About the Journal

About ASIDE Internal Medicine

Vision and Mission

ASIDE Internal Medicine is a peer-reviewed, open-access journal committed to advancing diversity, equity, inclusion, and accessibility in healthcare through scholarly publication. As part of the ASIDE Journals portfolio, the journal reflects these values in all activities and publications.

Our mission is to advance internal medicine by promoting innovative research, informed practice, and transformative ideas that prioritize health equity. We serve as a platform for voices historically underrepresented in medical research, offering insights that challenge traditional narratives and promote a more inclusive healthcare environment.

Scope

ASIDE Internal Medicine publishes original research, reviews, clinical case reports, and commentary across all subspecialties of internal medicine, including cardiology, endocrinology, gastroenterology, nephrology, pulmonology, rheumatology, infectious diseases, hospital medicine, and geriatrics. We particularly value work that addresses the social determinants of health, provides innovative care for underserved populations, and employs interdisciplinary approaches to complex issues.

Publication Frequency

ASIDE Internal Medicine is published quarterly (four issues per year). Each issue contains peer-reviewed original research articles, reviews, case reports, and other scholarly content in the field of internal medicine.
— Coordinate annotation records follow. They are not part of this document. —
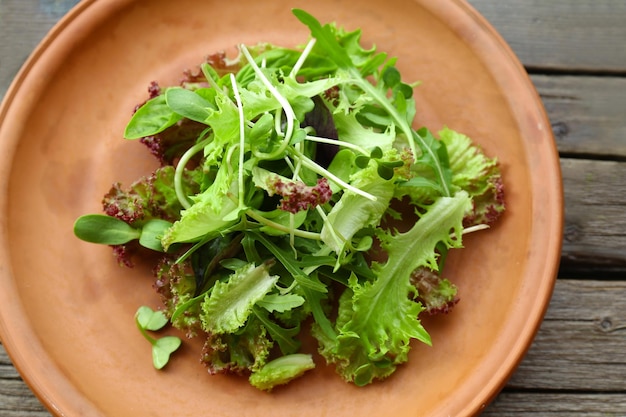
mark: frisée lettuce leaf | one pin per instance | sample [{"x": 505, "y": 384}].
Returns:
[{"x": 296, "y": 197}]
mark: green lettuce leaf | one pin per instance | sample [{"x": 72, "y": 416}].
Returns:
[
  {"x": 230, "y": 303},
  {"x": 377, "y": 323},
  {"x": 281, "y": 371}
]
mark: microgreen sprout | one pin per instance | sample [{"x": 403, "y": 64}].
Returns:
[
  {"x": 148, "y": 319},
  {"x": 269, "y": 212}
]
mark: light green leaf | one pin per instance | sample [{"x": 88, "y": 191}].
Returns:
[
  {"x": 162, "y": 349},
  {"x": 281, "y": 371},
  {"x": 280, "y": 303},
  {"x": 230, "y": 303},
  {"x": 153, "y": 117},
  {"x": 106, "y": 230}
]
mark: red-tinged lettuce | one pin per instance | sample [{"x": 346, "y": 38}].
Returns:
[
  {"x": 377, "y": 323},
  {"x": 151, "y": 197},
  {"x": 242, "y": 352},
  {"x": 477, "y": 174},
  {"x": 176, "y": 284},
  {"x": 438, "y": 295}
]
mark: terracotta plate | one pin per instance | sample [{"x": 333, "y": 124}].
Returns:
[{"x": 66, "y": 307}]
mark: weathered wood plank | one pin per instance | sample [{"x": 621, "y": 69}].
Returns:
[
  {"x": 16, "y": 399},
  {"x": 595, "y": 219},
  {"x": 513, "y": 404},
  {"x": 581, "y": 345},
  {"x": 24, "y": 24},
  {"x": 563, "y": 35},
  {"x": 580, "y": 348},
  {"x": 587, "y": 114}
]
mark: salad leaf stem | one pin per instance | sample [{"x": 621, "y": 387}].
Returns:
[
  {"x": 180, "y": 169},
  {"x": 287, "y": 109},
  {"x": 303, "y": 56},
  {"x": 242, "y": 139},
  {"x": 337, "y": 143},
  {"x": 297, "y": 232},
  {"x": 313, "y": 166}
]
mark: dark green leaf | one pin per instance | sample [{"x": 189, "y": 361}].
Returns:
[
  {"x": 162, "y": 349},
  {"x": 152, "y": 232},
  {"x": 106, "y": 230},
  {"x": 149, "y": 319},
  {"x": 362, "y": 161},
  {"x": 376, "y": 153},
  {"x": 153, "y": 117},
  {"x": 391, "y": 77},
  {"x": 189, "y": 104}
]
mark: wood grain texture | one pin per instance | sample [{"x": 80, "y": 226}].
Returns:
[
  {"x": 562, "y": 35},
  {"x": 16, "y": 399},
  {"x": 581, "y": 345},
  {"x": 32, "y": 20},
  {"x": 595, "y": 216},
  {"x": 588, "y": 114},
  {"x": 576, "y": 362},
  {"x": 517, "y": 404}
]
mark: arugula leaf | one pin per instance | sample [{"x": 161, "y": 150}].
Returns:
[
  {"x": 378, "y": 322},
  {"x": 280, "y": 303}
]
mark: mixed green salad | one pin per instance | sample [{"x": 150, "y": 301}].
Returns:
[{"x": 294, "y": 195}]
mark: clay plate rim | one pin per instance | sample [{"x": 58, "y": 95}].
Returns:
[{"x": 29, "y": 356}]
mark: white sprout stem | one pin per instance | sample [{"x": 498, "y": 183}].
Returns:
[
  {"x": 287, "y": 109},
  {"x": 325, "y": 173},
  {"x": 337, "y": 142},
  {"x": 242, "y": 125},
  {"x": 266, "y": 222},
  {"x": 303, "y": 56},
  {"x": 340, "y": 240},
  {"x": 404, "y": 126},
  {"x": 180, "y": 168},
  {"x": 475, "y": 228}
]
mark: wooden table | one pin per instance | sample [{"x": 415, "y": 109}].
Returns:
[{"x": 575, "y": 52}]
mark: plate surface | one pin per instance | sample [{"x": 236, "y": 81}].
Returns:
[{"x": 66, "y": 308}]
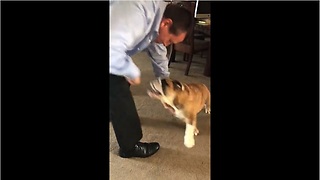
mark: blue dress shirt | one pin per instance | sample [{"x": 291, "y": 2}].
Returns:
[{"x": 133, "y": 27}]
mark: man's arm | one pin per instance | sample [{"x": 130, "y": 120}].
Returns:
[
  {"x": 158, "y": 54},
  {"x": 127, "y": 24}
]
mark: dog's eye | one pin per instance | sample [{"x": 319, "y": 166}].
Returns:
[{"x": 177, "y": 84}]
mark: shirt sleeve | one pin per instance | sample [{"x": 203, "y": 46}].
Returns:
[
  {"x": 127, "y": 24},
  {"x": 158, "y": 54}
]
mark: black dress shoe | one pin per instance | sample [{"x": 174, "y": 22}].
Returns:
[{"x": 141, "y": 150}]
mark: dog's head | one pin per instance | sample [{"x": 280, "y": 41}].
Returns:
[{"x": 165, "y": 88}]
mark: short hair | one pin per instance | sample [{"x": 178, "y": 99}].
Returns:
[{"x": 180, "y": 16}]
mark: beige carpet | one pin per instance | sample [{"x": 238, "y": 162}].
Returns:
[{"x": 173, "y": 160}]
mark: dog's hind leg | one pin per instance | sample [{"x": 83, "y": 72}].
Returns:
[
  {"x": 189, "y": 140},
  {"x": 208, "y": 105}
]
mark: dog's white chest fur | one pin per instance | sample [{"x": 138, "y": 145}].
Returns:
[{"x": 178, "y": 113}]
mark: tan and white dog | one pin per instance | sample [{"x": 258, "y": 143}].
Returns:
[{"x": 185, "y": 101}]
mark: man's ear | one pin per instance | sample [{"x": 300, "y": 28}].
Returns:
[{"x": 166, "y": 22}]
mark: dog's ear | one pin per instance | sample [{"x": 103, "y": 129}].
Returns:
[{"x": 177, "y": 85}]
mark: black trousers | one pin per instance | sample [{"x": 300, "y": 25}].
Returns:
[{"x": 123, "y": 113}]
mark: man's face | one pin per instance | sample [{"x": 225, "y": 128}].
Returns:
[{"x": 167, "y": 38}]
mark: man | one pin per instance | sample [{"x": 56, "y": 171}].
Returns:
[{"x": 136, "y": 26}]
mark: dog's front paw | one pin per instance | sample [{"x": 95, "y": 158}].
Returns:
[{"x": 189, "y": 142}]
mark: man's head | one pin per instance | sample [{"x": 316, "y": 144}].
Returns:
[{"x": 174, "y": 25}]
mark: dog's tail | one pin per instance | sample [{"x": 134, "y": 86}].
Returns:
[{"x": 208, "y": 102}]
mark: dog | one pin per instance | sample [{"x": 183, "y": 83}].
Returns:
[{"x": 184, "y": 101}]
Accepted articles may be published online before assignment to a regular issue. The online publication date represents the official first publication date. When articles are later assigned to a regular issue, the article record is updated with the final volume, issue, and pagination or article identifier. The DOI remains unchanged.

Readership

Our readers include physicians, medical researchers, healthcare professionals, policy makers, and educators dedicated to building a healthcare system that serves everyone. With a global reach, the journal invites submissions worldwide to foster a diverse dialogue on internal medicine.
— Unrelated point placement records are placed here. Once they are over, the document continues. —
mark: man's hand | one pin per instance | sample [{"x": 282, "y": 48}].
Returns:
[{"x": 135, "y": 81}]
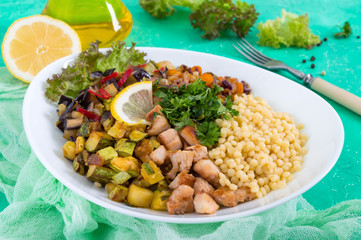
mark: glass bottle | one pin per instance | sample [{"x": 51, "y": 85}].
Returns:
[{"x": 103, "y": 20}]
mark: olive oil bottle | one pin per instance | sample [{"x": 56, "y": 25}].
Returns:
[{"x": 103, "y": 20}]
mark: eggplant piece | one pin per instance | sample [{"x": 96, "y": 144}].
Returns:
[
  {"x": 60, "y": 125},
  {"x": 111, "y": 89},
  {"x": 140, "y": 73},
  {"x": 113, "y": 81},
  {"x": 96, "y": 74},
  {"x": 108, "y": 72},
  {"x": 68, "y": 110},
  {"x": 64, "y": 100},
  {"x": 74, "y": 123}
]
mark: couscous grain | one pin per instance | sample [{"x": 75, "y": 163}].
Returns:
[{"x": 259, "y": 148}]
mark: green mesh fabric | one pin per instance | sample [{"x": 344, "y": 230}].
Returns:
[{"x": 42, "y": 208}]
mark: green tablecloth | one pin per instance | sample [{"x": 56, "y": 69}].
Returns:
[{"x": 340, "y": 59}]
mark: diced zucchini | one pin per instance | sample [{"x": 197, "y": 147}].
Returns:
[
  {"x": 120, "y": 164},
  {"x": 107, "y": 154},
  {"x": 118, "y": 130},
  {"x": 68, "y": 133},
  {"x": 161, "y": 185},
  {"x": 136, "y": 135},
  {"x": 118, "y": 194},
  {"x": 69, "y": 150},
  {"x": 121, "y": 177},
  {"x": 124, "y": 147},
  {"x": 151, "y": 172},
  {"x": 84, "y": 130},
  {"x": 140, "y": 182},
  {"x": 79, "y": 164},
  {"x": 140, "y": 197},
  {"x": 79, "y": 144},
  {"x": 143, "y": 149},
  {"x": 98, "y": 140},
  {"x": 160, "y": 199},
  {"x": 155, "y": 143},
  {"x": 100, "y": 174},
  {"x": 95, "y": 159}
]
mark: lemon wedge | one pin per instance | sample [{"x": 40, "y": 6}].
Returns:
[
  {"x": 33, "y": 42},
  {"x": 132, "y": 104}
]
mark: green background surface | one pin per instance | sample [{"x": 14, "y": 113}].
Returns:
[{"x": 339, "y": 58}]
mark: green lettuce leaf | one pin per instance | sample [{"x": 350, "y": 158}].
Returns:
[{"x": 290, "y": 30}]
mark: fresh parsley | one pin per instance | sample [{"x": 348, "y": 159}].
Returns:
[{"x": 196, "y": 105}]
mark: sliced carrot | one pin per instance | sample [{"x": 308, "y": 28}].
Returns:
[
  {"x": 239, "y": 87},
  {"x": 208, "y": 78},
  {"x": 197, "y": 69}
]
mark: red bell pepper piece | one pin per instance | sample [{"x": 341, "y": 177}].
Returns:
[
  {"x": 113, "y": 75},
  {"x": 94, "y": 93},
  {"x": 124, "y": 77},
  {"x": 104, "y": 93},
  {"x": 88, "y": 114},
  {"x": 142, "y": 65}
]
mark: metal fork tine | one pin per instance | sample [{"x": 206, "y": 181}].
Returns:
[
  {"x": 246, "y": 56},
  {"x": 255, "y": 50},
  {"x": 249, "y": 53}
]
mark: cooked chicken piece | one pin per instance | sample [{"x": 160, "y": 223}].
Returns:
[
  {"x": 189, "y": 135},
  {"x": 200, "y": 152},
  {"x": 159, "y": 125},
  {"x": 203, "y": 203},
  {"x": 225, "y": 197},
  {"x": 182, "y": 179},
  {"x": 244, "y": 194},
  {"x": 149, "y": 117},
  {"x": 201, "y": 185},
  {"x": 207, "y": 170},
  {"x": 170, "y": 139},
  {"x": 181, "y": 200},
  {"x": 159, "y": 155},
  {"x": 143, "y": 149},
  {"x": 181, "y": 161}
]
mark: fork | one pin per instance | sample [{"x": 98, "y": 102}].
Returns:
[{"x": 329, "y": 90}]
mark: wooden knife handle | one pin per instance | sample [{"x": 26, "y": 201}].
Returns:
[{"x": 337, "y": 94}]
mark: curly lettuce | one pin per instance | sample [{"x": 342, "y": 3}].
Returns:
[
  {"x": 75, "y": 77},
  {"x": 290, "y": 30}
]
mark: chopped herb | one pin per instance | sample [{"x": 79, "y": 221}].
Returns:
[
  {"x": 346, "y": 31},
  {"x": 198, "y": 106}
]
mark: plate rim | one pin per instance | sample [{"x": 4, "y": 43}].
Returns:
[{"x": 180, "y": 219}]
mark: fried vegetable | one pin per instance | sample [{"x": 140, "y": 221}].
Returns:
[
  {"x": 151, "y": 172},
  {"x": 124, "y": 147},
  {"x": 100, "y": 174},
  {"x": 139, "y": 197},
  {"x": 289, "y": 30},
  {"x": 136, "y": 135},
  {"x": 79, "y": 164},
  {"x": 216, "y": 16},
  {"x": 121, "y": 177},
  {"x": 69, "y": 150},
  {"x": 118, "y": 194},
  {"x": 107, "y": 153},
  {"x": 79, "y": 144},
  {"x": 118, "y": 130},
  {"x": 98, "y": 140},
  {"x": 160, "y": 199}
]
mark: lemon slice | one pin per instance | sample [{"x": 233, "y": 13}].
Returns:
[
  {"x": 133, "y": 103},
  {"x": 33, "y": 42}
]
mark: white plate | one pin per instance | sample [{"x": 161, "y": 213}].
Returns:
[{"x": 322, "y": 125}]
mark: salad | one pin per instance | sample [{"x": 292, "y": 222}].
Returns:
[{"x": 152, "y": 133}]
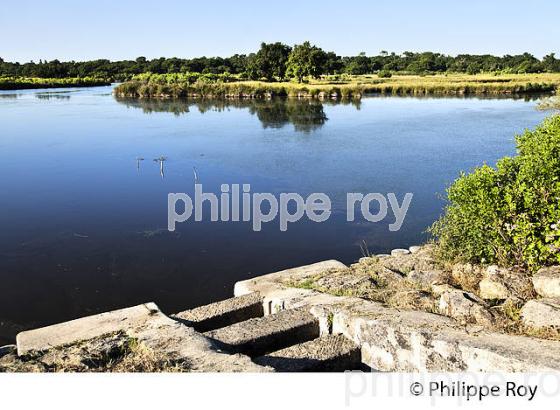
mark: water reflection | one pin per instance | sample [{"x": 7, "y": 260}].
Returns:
[
  {"x": 161, "y": 160},
  {"x": 305, "y": 115},
  {"x": 48, "y": 96}
]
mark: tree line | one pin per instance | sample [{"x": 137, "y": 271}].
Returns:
[{"x": 277, "y": 61}]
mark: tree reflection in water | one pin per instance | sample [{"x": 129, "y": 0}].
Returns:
[{"x": 306, "y": 115}]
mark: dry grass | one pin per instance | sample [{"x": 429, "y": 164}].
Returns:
[
  {"x": 163, "y": 86},
  {"x": 115, "y": 352}
]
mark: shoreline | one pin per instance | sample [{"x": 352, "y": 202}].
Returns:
[{"x": 178, "y": 86}]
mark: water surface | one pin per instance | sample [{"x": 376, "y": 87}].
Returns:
[{"x": 83, "y": 222}]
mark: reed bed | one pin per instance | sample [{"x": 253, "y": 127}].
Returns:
[
  {"x": 18, "y": 83},
  {"x": 350, "y": 87}
]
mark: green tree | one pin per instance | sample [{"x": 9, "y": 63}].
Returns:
[
  {"x": 306, "y": 60},
  {"x": 270, "y": 62},
  {"x": 359, "y": 65}
]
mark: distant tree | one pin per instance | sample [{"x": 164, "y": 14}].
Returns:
[
  {"x": 358, "y": 65},
  {"x": 306, "y": 60},
  {"x": 333, "y": 63},
  {"x": 550, "y": 63},
  {"x": 270, "y": 62}
]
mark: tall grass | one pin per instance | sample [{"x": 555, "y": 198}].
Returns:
[
  {"x": 18, "y": 83},
  {"x": 227, "y": 86}
]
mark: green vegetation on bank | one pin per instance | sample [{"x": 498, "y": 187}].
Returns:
[
  {"x": 17, "y": 83},
  {"x": 277, "y": 62},
  {"x": 334, "y": 86},
  {"x": 508, "y": 214}
]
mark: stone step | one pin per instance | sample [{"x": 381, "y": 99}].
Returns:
[
  {"x": 255, "y": 337},
  {"x": 329, "y": 353},
  {"x": 222, "y": 313}
]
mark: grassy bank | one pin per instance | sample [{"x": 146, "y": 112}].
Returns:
[
  {"x": 344, "y": 86},
  {"x": 20, "y": 83}
]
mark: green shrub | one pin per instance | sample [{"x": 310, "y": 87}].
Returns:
[
  {"x": 510, "y": 214},
  {"x": 384, "y": 74}
]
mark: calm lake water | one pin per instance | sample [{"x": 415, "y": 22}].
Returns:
[{"x": 83, "y": 223}]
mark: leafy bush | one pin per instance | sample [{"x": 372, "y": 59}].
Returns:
[
  {"x": 509, "y": 214},
  {"x": 384, "y": 74}
]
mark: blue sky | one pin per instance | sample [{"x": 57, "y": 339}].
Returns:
[{"x": 72, "y": 30}]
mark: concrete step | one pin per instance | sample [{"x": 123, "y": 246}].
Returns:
[
  {"x": 222, "y": 313},
  {"x": 329, "y": 353},
  {"x": 255, "y": 337}
]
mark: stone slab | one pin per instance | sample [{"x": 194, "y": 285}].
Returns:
[
  {"x": 85, "y": 328},
  {"x": 256, "y": 337},
  {"x": 398, "y": 340},
  {"x": 222, "y": 313},
  {"x": 329, "y": 353}
]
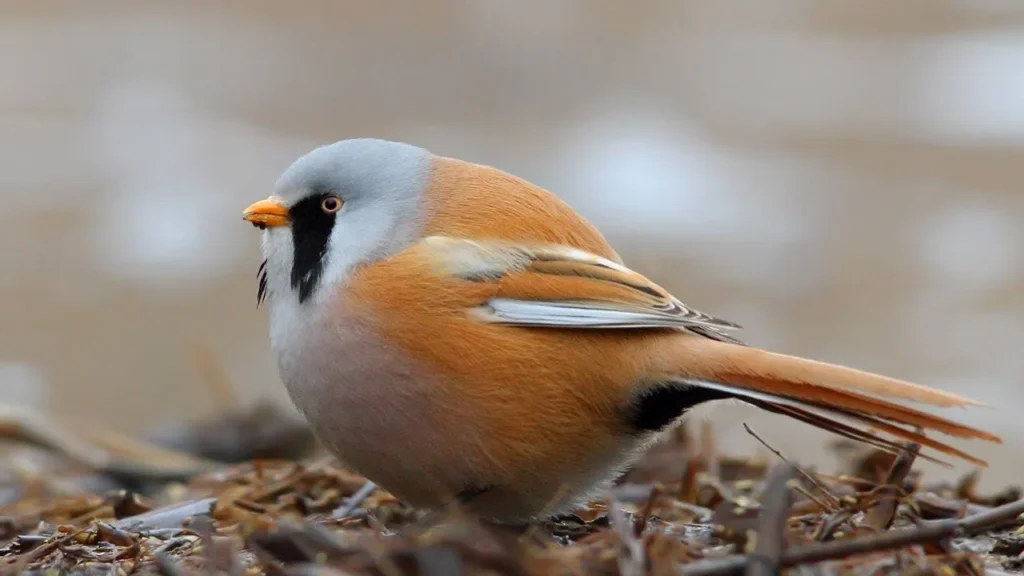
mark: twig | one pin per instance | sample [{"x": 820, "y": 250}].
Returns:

Open Access & Licensing Policy

ASIDE Internal Medicine provides immediate open access to all content. The full text of every article is freely available to read, download, copy, distribute, print, search, or link to without delay, with no embargo and no registration requirement.

Unless otherwise indicated, all articles are published under the Creative Commons Attribution 4.0 International (CC BY 4.0) license (legal code). This license permits use, sharing, adaptation, distribution, and reproduction in any medium or format, including commercial use, provided appropriate credit is given to the original authors and the source, a link to the license is provided, and changes are indicated.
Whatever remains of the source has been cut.